Page 5 of Sanctuary


  The meat hissed and spluttered in the skillet. “He got drunk three separate times,” Temple said. “Three separate times in one day. Buddy—that’s Hubert, my youngest brother—said that if he ever caught me with a drunk man, he’d beat hell out of me. And now I’m with one that gets drunk three times in one day.” Leaning her hip against the table, her hand crushing the cigarette, she began to laugh. “Dont you think that’s funny?” she said. Then she quit laughing by holding her breath, and she could hear the faint guttering the lamp made, and the meat in the skillet and the hissing of the kettle on the stove, and the voices, the harsh, abrupt, meaningless masculine sounds from the house. “And you have to cook for all of them every night. All those men eating here, the house full of them at night, in the dark.……” She dropped the crushed cigarette. “May I hold the baby? I know how; I’ll hold him good.” She ran to the box, stooping, and lifted the sleeping child. It opened its eyes, whimpering. “Now, now; Temple’s got it.” She rocked it, held high and awkward in her thin arms. “Listen,” she said, looking at the woman’s back, “will you ask him? your husband, I mean.

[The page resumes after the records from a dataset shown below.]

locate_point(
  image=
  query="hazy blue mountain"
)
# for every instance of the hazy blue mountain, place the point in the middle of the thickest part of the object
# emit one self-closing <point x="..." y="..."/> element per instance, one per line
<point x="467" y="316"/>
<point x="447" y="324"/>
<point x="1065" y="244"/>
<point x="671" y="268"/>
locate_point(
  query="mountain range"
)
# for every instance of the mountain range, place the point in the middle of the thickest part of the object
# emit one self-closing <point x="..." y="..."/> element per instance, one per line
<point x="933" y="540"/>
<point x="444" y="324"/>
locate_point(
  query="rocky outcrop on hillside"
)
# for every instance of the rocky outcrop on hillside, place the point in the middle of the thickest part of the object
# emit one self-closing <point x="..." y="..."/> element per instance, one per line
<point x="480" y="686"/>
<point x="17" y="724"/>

He can get a car and take me somewhere. Will you? Will you ask him?” The child had stopped whimpering. Its lead-colored eyelids showed a thin line of eyeball. “I’m not afraid,” Temple said. “Things like that dont happen. Do they? They’re just like other people. You’re just like other people. With a little baby. And besides, my father’s a ju-judge. The gu-governor comes to our house to e-eat—What a cute little bu-ba-a-by,” she wailed, lifting the child to her face; “if bad mans hurts Temple, us’ll tell the governor’s soldiers, wont us?”

  “Like what people?” the woman said, turning the meat. “Do you think Lee hasn’t anything better to do than chase after every one of you cheap little—” She opened the fire door and threw her cigarette in and slammed the door. In nuzzling at the child Temple had pushed her hat onto the back of her head at a precarious dissolute angle above her clotted curls. “Why did you come here?”

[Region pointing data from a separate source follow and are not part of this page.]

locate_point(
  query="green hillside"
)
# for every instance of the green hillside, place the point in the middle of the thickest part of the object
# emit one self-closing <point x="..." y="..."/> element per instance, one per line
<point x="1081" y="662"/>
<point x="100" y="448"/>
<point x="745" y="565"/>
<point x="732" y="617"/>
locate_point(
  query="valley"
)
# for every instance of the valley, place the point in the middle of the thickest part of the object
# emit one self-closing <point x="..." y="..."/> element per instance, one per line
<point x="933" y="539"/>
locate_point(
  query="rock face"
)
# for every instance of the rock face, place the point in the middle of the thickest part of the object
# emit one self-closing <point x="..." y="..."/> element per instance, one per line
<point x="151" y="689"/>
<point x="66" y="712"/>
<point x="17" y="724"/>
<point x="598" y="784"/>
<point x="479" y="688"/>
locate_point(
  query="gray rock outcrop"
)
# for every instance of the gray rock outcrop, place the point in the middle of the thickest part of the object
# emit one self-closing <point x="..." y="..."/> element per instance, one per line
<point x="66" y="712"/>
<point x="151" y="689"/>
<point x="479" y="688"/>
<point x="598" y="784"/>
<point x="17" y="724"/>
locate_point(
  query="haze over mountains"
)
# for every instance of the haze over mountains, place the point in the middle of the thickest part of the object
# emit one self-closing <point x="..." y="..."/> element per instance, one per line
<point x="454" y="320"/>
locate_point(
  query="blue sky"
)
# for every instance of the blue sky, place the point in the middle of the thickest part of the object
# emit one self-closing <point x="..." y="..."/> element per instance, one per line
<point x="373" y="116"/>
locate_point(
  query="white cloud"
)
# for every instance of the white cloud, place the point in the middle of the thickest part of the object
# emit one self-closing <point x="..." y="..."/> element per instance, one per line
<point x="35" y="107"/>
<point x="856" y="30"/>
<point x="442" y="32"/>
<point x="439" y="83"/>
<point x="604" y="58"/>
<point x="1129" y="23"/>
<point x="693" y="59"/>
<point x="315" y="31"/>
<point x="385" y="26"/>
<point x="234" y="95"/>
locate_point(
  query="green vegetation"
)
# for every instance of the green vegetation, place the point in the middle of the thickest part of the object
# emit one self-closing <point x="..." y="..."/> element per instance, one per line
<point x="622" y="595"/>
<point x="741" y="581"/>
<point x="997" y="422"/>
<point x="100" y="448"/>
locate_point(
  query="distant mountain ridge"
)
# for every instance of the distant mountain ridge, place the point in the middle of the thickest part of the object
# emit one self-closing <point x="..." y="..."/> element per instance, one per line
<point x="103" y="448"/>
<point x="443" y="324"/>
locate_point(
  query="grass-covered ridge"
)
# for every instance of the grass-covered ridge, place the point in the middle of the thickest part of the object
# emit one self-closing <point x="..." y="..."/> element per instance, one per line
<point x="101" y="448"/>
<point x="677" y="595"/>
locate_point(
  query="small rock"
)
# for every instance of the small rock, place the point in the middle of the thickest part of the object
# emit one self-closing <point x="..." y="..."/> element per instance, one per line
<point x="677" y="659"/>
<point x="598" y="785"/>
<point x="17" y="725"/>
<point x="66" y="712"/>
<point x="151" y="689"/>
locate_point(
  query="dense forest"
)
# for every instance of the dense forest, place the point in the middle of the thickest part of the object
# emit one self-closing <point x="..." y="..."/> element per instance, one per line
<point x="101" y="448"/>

  “It was Gowan. I begged him. We had already missed the ball game, but I begged him if he’d just get me to Starkville before the special started back, they wouldn’t know I wasn’t on it, because the ones that saw me get off wouldn’t tell. But he wouldn’t. He said we’d stop here just a minute and get some more whiskey and he was already drunk then. He had gotten drunk again since we left Taylor and I’m on probation and Daddy would just die. But he wouldn’t do it. He got drunk again while I was begging him to take me to a town anywhere and let me out.”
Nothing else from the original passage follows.